Sinonasal schwannomas are rare and benign tumors that originate from Schwann cells in the nasal cavity or the anterior skull base.^{4 -6} Histologically, they can present as Antoni Type A and Antoni Type B architectures. Schwannoma cells can be characterized by a positive S-100 immunohistochemical stain, further narrowing the differentiation of nasal tumors. ⁷ On CT, schwannomas appear isodense compared to the rest of the brain with moderate enhancement using contrast-enhanced CT; and on MRI, they show iso- to hypointense masses on T1-weighted images with prominent heterogeneous enhancement and T2 hyperintensity. Hemosiderin deposition can be visualized in some schwannomas on T2-weighed images, offering a critical diagnostic clue.

Many lesions have overlapping nonspecific symptoms, including esthesioneuroblastoma, adenocarcinoma, sinonasal undifferentiated carcinoma, squamous cell carcinoma, inverted papilloma, sinonasal neurofibromas, and olfactory ensheathing cell tumors. While radiographic features may help with clinical differentiation, diagnosis hinges on a tissue biopsy. Specialized immunostaining can aid in a more accurate diagnosis. In the present case, the endoscopic findings revealed a smooth surface; and no evidence of bleeding or papillary growth, leading to the diagnosis of a possible benign tumor that was confirmed by biopsy.

Treatment for schwannomas consists of endonasal resection, with frontal craniotomy when needed. In some cases, postoperative radiation therapy may be considered if the disease has become malignant. ⁸ Potential treatment complications include cerebrospinal fluid leak (CSF) leaks or neurologic deficits in the literature review. ⁹ No postoperative complications were observed in either of the 2 cases, and no mixed malignant findings were found in the pathology results.Therefore, no additional treatment was provided, and the patient is currently under observation.
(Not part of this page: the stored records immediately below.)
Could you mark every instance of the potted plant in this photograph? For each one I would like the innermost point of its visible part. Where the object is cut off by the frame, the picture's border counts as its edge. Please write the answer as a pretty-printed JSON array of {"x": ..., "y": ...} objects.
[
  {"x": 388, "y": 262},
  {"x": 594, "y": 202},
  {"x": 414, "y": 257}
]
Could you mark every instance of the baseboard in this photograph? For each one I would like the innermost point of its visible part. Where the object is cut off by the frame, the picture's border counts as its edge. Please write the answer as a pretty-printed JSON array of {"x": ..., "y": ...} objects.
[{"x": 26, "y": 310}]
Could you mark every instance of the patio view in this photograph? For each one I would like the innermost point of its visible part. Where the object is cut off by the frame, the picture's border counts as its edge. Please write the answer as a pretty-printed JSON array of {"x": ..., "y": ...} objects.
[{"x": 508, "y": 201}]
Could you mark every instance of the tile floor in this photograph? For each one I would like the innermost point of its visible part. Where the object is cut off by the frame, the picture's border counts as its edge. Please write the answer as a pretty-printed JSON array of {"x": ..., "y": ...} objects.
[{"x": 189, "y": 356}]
To summarize, sinonasal schwannomas are rare tumors that can present with nonspecific symptoms and radiographic features overlapping with other lesions. Diagnosis relies on a combination of imaging findings, histopathology, and immunohistochemical staining. Treatment typically involves endonasal resection and, if necessary, frontal craniotomy. Identifying the basis of tumor origin and management of schwannomas can lead to successful outcomes for patients.